What I'm tryin' to say is don't rip them fuckin' guys out there. Rip me. If you wanna rip somebody, rip my fuckin' ass. But don't rip them fuckin' guys 'cause they're givin' everything they can give. Everybody associated with this organization have been winners their whole fuckin' life. Everybody. And the credit is not given in that respect. And right now they're tryin' to do more than God gave 'em, and that's why we make the simple mistakes. That's exactly why.

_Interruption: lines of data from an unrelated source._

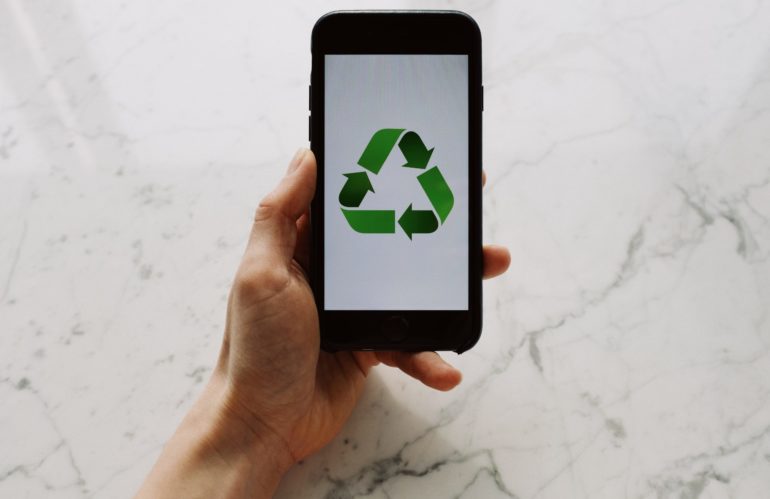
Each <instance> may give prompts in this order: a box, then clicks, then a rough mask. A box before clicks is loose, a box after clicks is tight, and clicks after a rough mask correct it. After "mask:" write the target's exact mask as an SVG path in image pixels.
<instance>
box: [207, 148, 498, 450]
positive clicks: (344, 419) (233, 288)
mask: <svg viewBox="0 0 770 499" xmlns="http://www.w3.org/2000/svg"><path fill="white" fill-rule="evenodd" d="M293 166H294V168H293V169H292V168H290V171H289V174H288V175H287V176H286V177H285V178H284V180H283V181H282V182H281V184H280V185H279V186H278V188H277V189H276V190H275V191H273V193H271V194H270V195H269V196H268V197H267V198H265V199H264V200H263V201H262V203H261V205H260V208H259V209H258V210H257V214H256V216H255V222H254V227H253V229H252V235H251V238H250V241H249V245H248V247H247V249H246V253H245V254H244V257H243V260H242V261H241V266H240V268H239V270H238V273H237V275H236V279H235V283H234V285H233V292H232V294H231V299H230V304H229V309H228V321H227V328H226V332H225V338H224V344H223V348H222V354H221V356H220V366H221V368H222V369H223V370H224V372H226V373H228V378H229V384H230V394H231V398H232V399H233V402H234V404H235V407H236V408H237V409H238V410H241V411H243V410H245V414H244V415H245V416H247V417H249V418H252V419H253V420H254V421H255V423H256V424H259V425H263V426H267V427H268V428H270V429H271V430H272V431H273V432H275V433H277V434H278V435H279V436H280V437H281V438H282V439H283V441H284V442H285V443H286V445H287V447H288V449H289V451H290V452H291V455H292V457H293V458H294V459H295V460H298V459H302V458H304V457H306V456H307V455H309V454H311V453H313V452H314V451H316V450H318V449H319V448H321V447H322V446H323V445H325V444H326V443H327V442H328V441H329V440H331V438H332V437H333V436H334V435H335V434H337V433H338V431H339V430H340V428H341V427H342V425H343V424H344V423H345V421H346V420H347V418H348V417H349V416H350V413H351V412H352V410H353V408H354V407H355V404H356V402H357V400H358V398H359V396H360V395H361V392H362V390H363V387H364V382H365V379H366V375H367V373H368V372H369V370H370V369H371V367H372V366H374V365H376V364H378V363H380V362H383V363H385V364H387V365H390V366H395V367H398V368H400V369H401V370H402V371H404V372H405V373H407V374H409V375H410V376H412V377H414V378H417V379H419V380H420V381H422V382H423V383H425V384H426V385H428V386H431V387H432V388H436V389H439V390H448V389H451V388H452V387H454V386H455V385H457V384H458V383H459V382H460V373H459V371H457V370H456V369H454V368H453V367H451V366H450V365H449V364H447V363H446V362H444V361H443V360H442V359H441V358H440V357H439V356H438V355H437V354H436V353H435V352H419V353H406V352H377V353H376V354H375V353H373V352H337V353H333V354H332V353H327V352H323V351H321V350H320V335H319V325H318V313H317V310H316V305H315V300H314V298H313V293H312V291H311V289H310V285H309V284H308V281H307V278H306V273H305V270H304V269H307V268H308V223H307V220H308V217H307V216H306V211H307V207H308V205H309V203H310V200H311V198H312V195H313V192H314V190H315V159H314V158H313V155H312V154H311V153H310V152H309V151H308V152H307V154H306V155H305V158H304V160H302V161H299V163H297V164H295V165H293ZM508 258H509V257H508V255H507V251H505V250H503V249H502V248H485V251H484V260H485V274H486V276H487V277H490V276H492V275H495V274H498V273H502V272H503V271H505V268H506V267H507V265H508Z"/></svg>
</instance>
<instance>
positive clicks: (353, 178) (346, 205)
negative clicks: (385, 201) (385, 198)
mask: <svg viewBox="0 0 770 499" xmlns="http://www.w3.org/2000/svg"><path fill="white" fill-rule="evenodd" d="M343 175H345V176H346V177H347V178H348V181H347V182H345V185H343V186H342V190H341V191H340V204H341V205H342V206H347V207H357V206H360V205H361V201H363V200H364V196H366V193H367V192H369V191H372V192H374V187H372V183H371V182H370V181H369V176H368V175H367V174H366V172H356V173H343Z"/></svg>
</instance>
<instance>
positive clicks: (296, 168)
mask: <svg viewBox="0 0 770 499" xmlns="http://www.w3.org/2000/svg"><path fill="white" fill-rule="evenodd" d="M315 181H316V161H315V156H314V155H313V153H312V152H311V151H310V150H309V149H304V148H303V149H300V150H299V151H297V154H296V155H295V156H294V159H293V160H292V162H291V163H290V164H289V169H288V171H287V172H286V175H285V176H284V177H283V179H281V182H280V183H279V184H278V186H277V187H276V188H275V189H273V191H272V192H271V193H270V194H268V195H267V196H265V198H264V199H262V201H261V202H260V203H259V206H258V207H257V211H256V213H255V215H254V225H253V226H252V229H251V236H249V243H248V246H247V248H246V255H245V258H248V259H252V258H254V259H256V262H255V263H258V264H260V265H262V266H264V265H267V266H273V265H276V266H277V265H286V264H288V263H289V261H290V260H291V258H292V255H293V254H294V246H295V244H296V240H297V223H296V222H297V219H299V217H300V216H301V215H302V214H303V213H305V212H306V211H307V210H308V207H309V206H310V201H311V200H312V199H313V195H314V193H315Z"/></svg>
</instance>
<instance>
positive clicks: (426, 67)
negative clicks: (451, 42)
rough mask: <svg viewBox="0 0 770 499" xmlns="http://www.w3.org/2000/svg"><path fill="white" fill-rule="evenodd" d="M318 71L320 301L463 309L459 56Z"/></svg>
mask: <svg viewBox="0 0 770 499" xmlns="http://www.w3.org/2000/svg"><path fill="white" fill-rule="evenodd" d="M324 74H325V76H324V78H325V81H324V87H325V95H324V104H325V105H324V108H325V114H324V130H325V132H324V133H325V135H324V168H325V173H324V186H323V188H324V227H325V230H324V267H325V271H324V308H325V309H326V310H468V278H469V276H468V248H469V242H468V237H469V229H468V217H469V206H468V195H469V178H468V175H469V164H468V161H469V156H468V126H469V123H468V120H469V117H468V81H469V78H468V74H469V73H468V56H467V55H454V54H441V55H437V54H424V55H423V54H362V55H359V54H356V55H352V54H334V55H326V56H325V61H324Z"/></svg>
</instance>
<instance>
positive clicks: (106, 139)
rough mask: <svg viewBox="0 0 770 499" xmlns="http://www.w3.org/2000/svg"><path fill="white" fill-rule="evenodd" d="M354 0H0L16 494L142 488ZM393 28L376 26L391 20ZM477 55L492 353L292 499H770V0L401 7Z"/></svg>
mask: <svg viewBox="0 0 770 499" xmlns="http://www.w3.org/2000/svg"><path fill="white" fill-rule="evenodd" d="M354 6H367V7H370V6H374V4H368V3H367V4H362V3H359V2H346V3H332V2H280V3H278V2H273V3H267V2H255V1H245V0H224V1H219V2H213V1H204V0H187V1H182V0H135V1H127V0H88V1H86V0H78V1H76V0H48V1H44V0H0V497H3V498H23V497H51V498H84V497H106V498H113V497H129V496H130V495H131V494H132V493H133V492H134V491H135V490H136V488H137V487H138V485H139V483H140V482H141V480H142V479H143V477H144V475H145V474H146V473H147V471H148V469H149V468H150V466H151V465H152V463H153V461H154V459H155V458H156V456H157V455H158V453H159V451H160V449H161V446H162V445H163V442H164V441H165V440H166V439H167V438H168V436H169V435H170V433H171V432H172V431H173V429H174V428H175V426H176V425H177V423H178V422H179V421H180V419H181V417H182V416H183V414H184V413H185V411H186V410H187V408H188V407H189V406H190V404H191V402H192V400H193V399H194V397H195V396H196V394H197V393H198V392H199V391H200V389H201V387H202V383H203V382H204V381H205V379H206V378H207V376H208V375H209V372H210V370H211V367H212V364H213V362H214V359H215V355H216V351H217V348H218V346H219V339H220V335H221V333H222V327H223V320H224V309H225V299H226V294H227V292H228V286H229V283H230V280H231V278H232V275H233V272H234V270H235V266H236V263H237V261H238V259H239V256H240V254H241V251H242V249H243V246H244V242H245V238H246V235H247V232H248V229H249V223H250V218H251V215H252V212H253V208H254V207H255V205H256V203H257V201H258V199H259V198H260V197H261V196H262V195H263V194H265V193H266V192H267V190H268V189H270V187H271V186H272V185H273V184H274V183H275V182H276V180H277V179H278V178H279V176H280V175H281V173H282V172H283V169H284V167H285V164H286V162H287V161H288V159H289V157H290V155H291V154H292V153H293V152H294V150H295V149H296V148H297V147H298V146H302V145H305V144H306V138H307V85H308V77H309V70H310V53H309V36H310V29H311V27H312V25H313V23H314V21H315V19H316V18H317V17H318V16H319V15H321V14H322V13H323V12H325V11H328V10H332V9H335V8H343V7H348V8H349V7H354ZM378 6H383V5H382V4H381V3H380V4H378ZM389 6H391V7H403V8H416V7H444V8H447V7H449V8H460V9H463V10H466V11H467V12H469V13H471V14H472V15H473V16H474V17H475V18H476V19H477V20H478V22H479V24H480V26H481V29H482V32H483V35H484V83H485V86H486V111H485V118H484V126H485V129H484V137H485V143H484V150H485V167H486V169H487V172H488V174H489V183H488V186H487V189H486V197H485V200H484V203H485V210H484V213H485V221H484V222H485V237H486V239H487V240H489V241H495V242H499V243H504V244H507V245H509V246H510V248H511V251H512V256H513V263H512V268H511V270H510V272H509V274H508V275H507V276H505V277H504V278H502V279H500V280H498V281H496V282H490V283H487V284H486V287H485V293H486V296H485V306H486V314H485V325H486V327H485V330H484V334H483V336H482V339H481V341H480V343H479V344H478V346H477V347H476V348H475V349H473V350H472V351H470V352H468V353H467V354H464V355H462V356H460V357H457V356H455V355H453V354H450V355H449V358H450V360H452V361H454V362H455V363H456V364H457V365H458V366H459V367H461V368H462V370H463V372H464V373H465V379H464V381H463V384H462V385H461V386H460V387H459V388H458V389H457V390H456V391H454V392H451V393H447V394H444V393H434V392H431V391H429V390H428V389H426V388H424V387H423V386H421V385H420V384H418V383H415V382H412V381H410V380H409V379H407V378H406V377H405V376H404V375H402V374H400V373H398V372H394V371H391V370H388V369H386V368H377V369H376V370H375V374H374V375H373V376H372V379H371V380H370V382H369V385H368V388H367V392H366V394H365V396H364V399H363V400H362V403H361V405H360V406H359V408H358V410H357V411H356V412H355V414H354V415H353V417H352V419H351V421H350V423H349V425H348V426H347V428H346V429H345V430H344V432H343V433H342V434H341V435H340V436H339V438H337V439H336V440H335V441H334V442H333V443H332V444H331V445H329V446H328V448H326V449H325V450H323V451H322V452H321V453H320V454H319V455H317V456H315V457H313V458H311V459H309V460H307V461H306V462H304V463H303V464H302V465H300V466H297V467H296V469H294V470H293V471H292V472H291V473H290V474H289V475H288V476H287V477H286V478H285V480H284V482H283V484H282V486H281V489H280V492H279V494H278V496H279V497H281V498H290V497H302V498H305V497H308V498H329V499H331V498H353V497H367V498H411V497H419V498H428V497H436V498H444V497H468V498H495V497H518V498H571V497H576V498H584V497H589V498H596V497H599V498H602V497H607V498H621V497H628V498H653V497H676V498H696V497H701V498H716V497H735V498H762V497H770V353H769V352H770V318H769V316H770V314H769V313H768V306H769V305H770V260H769V258H770V2H768V1H762V0H759V1H755V0H721V1H717V0H675V1H672V0H665V1H662V0H648V1H643V2H642V1H636V2H634V1H629V0H623V1H610V0H603V1H596V0H593V1H592V0H588V1H581V2H575V1H571V0H550V1H543V2H526V1H519V0H517V1H502V0H500V1H472V2H465V3H461V2H440V3H439V2H430V3H422V2H409V1H401V2H394V3H391V4H389Z"/></svg>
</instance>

And once we hit that fuckin' groove it'll flow, and it will flow, the talent's there. I don't know how to make it any clearer to you. I'm frustrated, I'll guarantee I'm frustrated. It'd be different if I walked in this room every day at 8:30 and saw a bunch of guys that didn't give a shit. They give a shit and it's a tough National League East, it's a tough National League period.

Fallout

Shortly after Elia' tirade, Chicago Cubs General Manager Dallas Green was left unable to maintain any substantive support for his field manager, whom Green had imported from the Philadelphia Phillies organization after he and Elia led the Phillies to a World Series Championship in 1980. Elia remained manager through the summer, and the Cubs fulfilled Elia's hopes by getting on a roll and finding themselves within 1 1/2 games of first-place Montreal going into a doubleheader with the Expos on July 4 at Wrigley Field. The Cubs were swept in the doubleheader and did not challenge for first again that season.

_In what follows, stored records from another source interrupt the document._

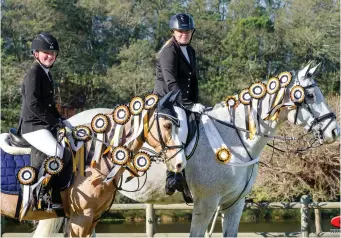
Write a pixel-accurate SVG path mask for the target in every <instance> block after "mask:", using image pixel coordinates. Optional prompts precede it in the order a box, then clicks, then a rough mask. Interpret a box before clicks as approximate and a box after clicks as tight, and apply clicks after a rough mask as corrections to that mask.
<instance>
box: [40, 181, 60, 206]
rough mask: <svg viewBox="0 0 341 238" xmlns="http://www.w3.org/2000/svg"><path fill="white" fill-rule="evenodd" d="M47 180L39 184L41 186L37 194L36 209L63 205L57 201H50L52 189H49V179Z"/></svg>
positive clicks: (50, 181) (50, 185) (50, 199)
mask: <svg viewBox="0 0 341 238" xmlns="http://www.w3.org/2000/svg"><path fill="white" fill-rule="evenodd" d="M52 179H53V176H52V178H50V180H49V181H48V182H47V184H41V188H40V191H39V194H38V206H37V207H38V210H50V211H52V210H56V209H62V208H63V205H62V204H59V203H52V190H51V181H52Z"/></svg>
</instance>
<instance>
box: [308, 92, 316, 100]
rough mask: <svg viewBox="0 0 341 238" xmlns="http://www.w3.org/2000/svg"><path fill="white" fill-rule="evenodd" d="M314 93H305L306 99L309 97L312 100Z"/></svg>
mask: <svg viewBox="0 0 341 238" xmlns="http://www.w3.org/2000/svg"><path fill="white" fill-rule="evenodd" d="M314 97H315V96H314V94H313V93H308V94H307V95H306V98H307V99H311V100H313V99H314Z"/></svg>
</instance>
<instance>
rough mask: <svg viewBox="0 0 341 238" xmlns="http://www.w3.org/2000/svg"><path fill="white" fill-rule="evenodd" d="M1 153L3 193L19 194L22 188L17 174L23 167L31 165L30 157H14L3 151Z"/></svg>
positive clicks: (0, 158) (23, 155)
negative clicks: (21, 168) (19, 182)
mask: <svg viewBox="0 0 341 238" xmlns="http://www.w3.org/2000/svg"><path fill="white" fill-rule="evenodd" d="M0 149H1V148H0ZM0 152H1V155H0V167H1V192H2V193H7V194H19V193H20V192H21V187H20V183H19V181H18V179H17V173H18V171H19V170H20V169H21V168H22V167H24V166H28V165H30V155H29V154H24V155H12V154H8V153H6V152H5V151H3V150H2V149H1V151H0Z"/></svg>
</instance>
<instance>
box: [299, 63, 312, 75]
mask: <svg viewBox="0 0 341 238" xmlns="http://www.w3.org/2000/svg"><path fill="white" fill-rule="evenodd" d="M310 64H311V63H309V64H308V65H307V66H305V67H304V69H302V70H300V71H299V72H298V75H297V76H298V79H301V78H302V77H305V76H307V74H308V72H309V68H310Z"/></svg>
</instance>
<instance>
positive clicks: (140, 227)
mask: <svg viewBox="0 0 341 238" xmlns="http://www.w3.org/2000/svg"><path fill="white" fill-rule="evenodd" d="M3 221H4V220H2V222H1V231H2V233H5V232H9V233H29V232H32V230H33V225H32V224H31V223H28V222H23V223H19V222H17V221H14V220H8V219H6V221H5V222H3ZM220 224H221V223H220V221H217V223H216V226H215V229H214V232H221V225H220ZM332 228H333V227H332V226H331V225H330V222H329V221H327V220H325V221H323V222H322V229H323V231H326V232H329V231H330V229H332ZM300 229H301V227H300V222H298V221H271V222H263V221H260V222H249V223H241V224H240V226H239V232H299V231H300ZM189 230H190V222H189V221H185V222H173V223H168V224H161V223H158V224H157V226H156V232H157V233H188V232H189ZM314 230H315V228H314V227H313V228H312V231H314ZM96 232H98V233H145V232H146V226H145V223H144V222H141V223H121V224H119V223H116V224H115V223H107V222H105V223H99V224H98V225H97V227H96Z"/></svg>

By August 1983, Elia was fired from his post and replaced by advance scout Charlie Fox, who served as manager for the remainder of the season. The last straw for Elia was his statement to the press that the Cubs had never "heard of" Atlanta Braves rookie Gerald Perry, who brutalized Cubs pitching during a three-game series soon after he was called up from Triple-A Richmond. Green hired former Kansas City Royals manager Jim Frey in October 1983, and Frey would lead the Cubs to a National League East Division title in 1984. Frey later replaced Green as Cubs GM in 1987. Elia went on to manage the Phillies for parts of 1987 and 1988 though without the same championship success as he had before managing the Cubs.

Elia has since aplogized for his tirade in April 1983, but his "meltdown" is still also legendary in Chicago fan and media circles even an entire generation after it took place. In the 1990s, he became hitting coach and then bench coach with the Seattle Mariners, where Lou Piniella was manager. Elia followed Piniella to Tampa, to be his bench coach there. In October 2006, the Cubs named Piniella manager, and Elia said that Piniella wanted him to join his staff as either bench coach or hitting coach, but that the Tribune Company blocked him from doing so. Ironically, Piniella's choice for hitting coach was Perry, the same player Elia said he never heard of 23 years earlier.

Elia's tirade was recorded by WLS-AM sportscaster Les Grobstein, whose role in the situation is not to be forgotten. Green attempted to get the tape from Grobstein, who would only provide a copy of it to the Cubs' management. Grobstein occassionally played the tape of the tirade on his radio show.